Reputation: 1610
In scikit-learn, all estimators have a fit()
method, and depending on whether they are supervised or unsupervised, they also have a predict()
or transform()
method.
I am in the process of writing a transformer for an unsupervised learning task and was wondering if there is a rule of thumb where to put which kind of learning logic. The official documentation is not very helpful in this regard:
fit_transform(X, y=None, **fit_params)
Fit to data, then transform it.
In this context, what is meant by both fitting data and transforming data?
Upvotes: 35
Views: 19065
Reputation: 6756
As other answers explain it, fit
does not need to be doing anything (except from returning the transformer object).
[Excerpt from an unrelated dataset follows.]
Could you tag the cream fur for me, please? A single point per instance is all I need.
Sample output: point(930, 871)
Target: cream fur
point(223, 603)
It is there so that all transformers have the same interface and work nicely with stuff like pipelines.
Of course some transformers need a fit
method (think tf-idf, PCA...) that actually does things.
The transform
method needs to return the transformed data.
fit_transform
is a convenience method that chains the fit and transform operations. You can get it for free (!) by deriving your custom transformer class from TransformerMixin
and implementing fit
and transform
.
Upvotes: 8
Reputation: 1304
Fitting finds the internal parameters of a model that will be used to transform data. Transforming applies the parameters to data. You may fit a model to one set of data, and then transform it on a completely different set.
For example, you fit a linear model to data to get a slope and intercept. Then you use those parameters to transform (i.e., map) new or existing values of x
to y
.
fit_transform
is just doing both steps to the same data.
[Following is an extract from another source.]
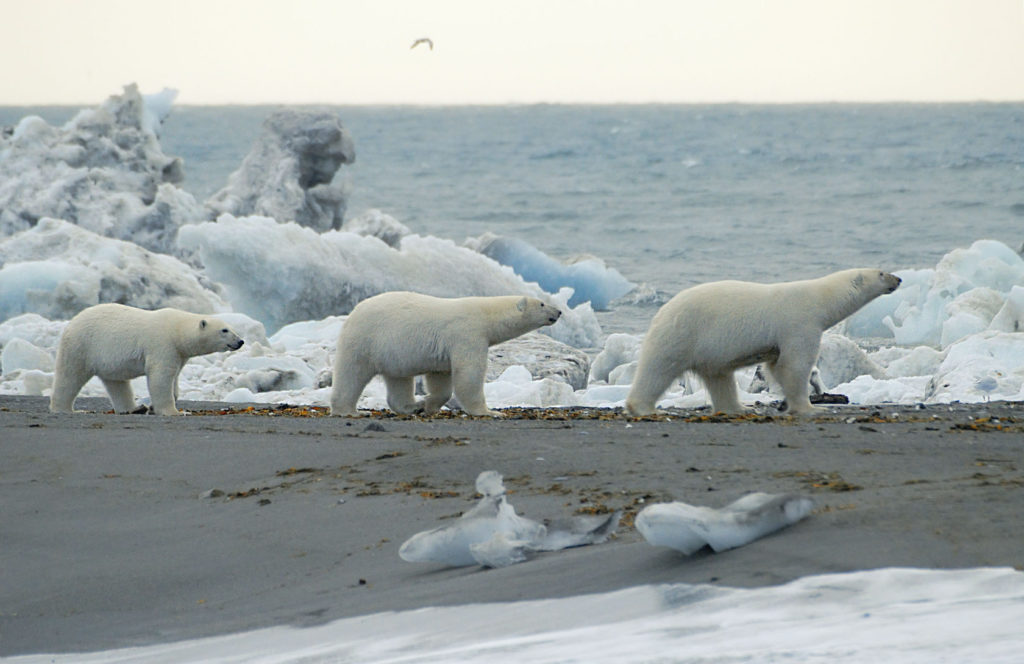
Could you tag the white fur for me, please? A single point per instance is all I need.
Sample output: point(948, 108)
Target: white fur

A scikit example: You fit data to find the principal components. Then you transform your data to see how it maps onto these components:
from sklearn.decomposition import PCA
pca = PCA(n_components=2)
X = [[1,2],[2,4],[1,3]]
pca.fit(X)
# This is the model to map data
pca.components_
array([[ 0.47185791, 0.88167459],
[-0.88167459, 0.47185791]], dtype=float32)
# Now we actually map the data
pca.transform(X)
array([[-1.03896057, -0.17796634],
[ 1.19624651, -0.11592512],
[-0.15728599, 0.29389156]])
# Or we can do both "at once"
pca.fit_transform(X)
array([[-1.03896058, -0.1779664 ],
[ 1.19624662, -0.11592512],
[-0.15728603, 0.29389152]], dtype=float32)
Upvotes: 53
Reputation: 542
In this case, calling the fit
method does not do anything. As you can see in this example, not all transformers need to actually do something with fit
or transform
methods. My guess is that every class in scikit-learn should implement the fit, transform and/or predict in order for it to be consistent with the rest of the package. But I guess this is indeed quite an overkill.
Upvotes: 3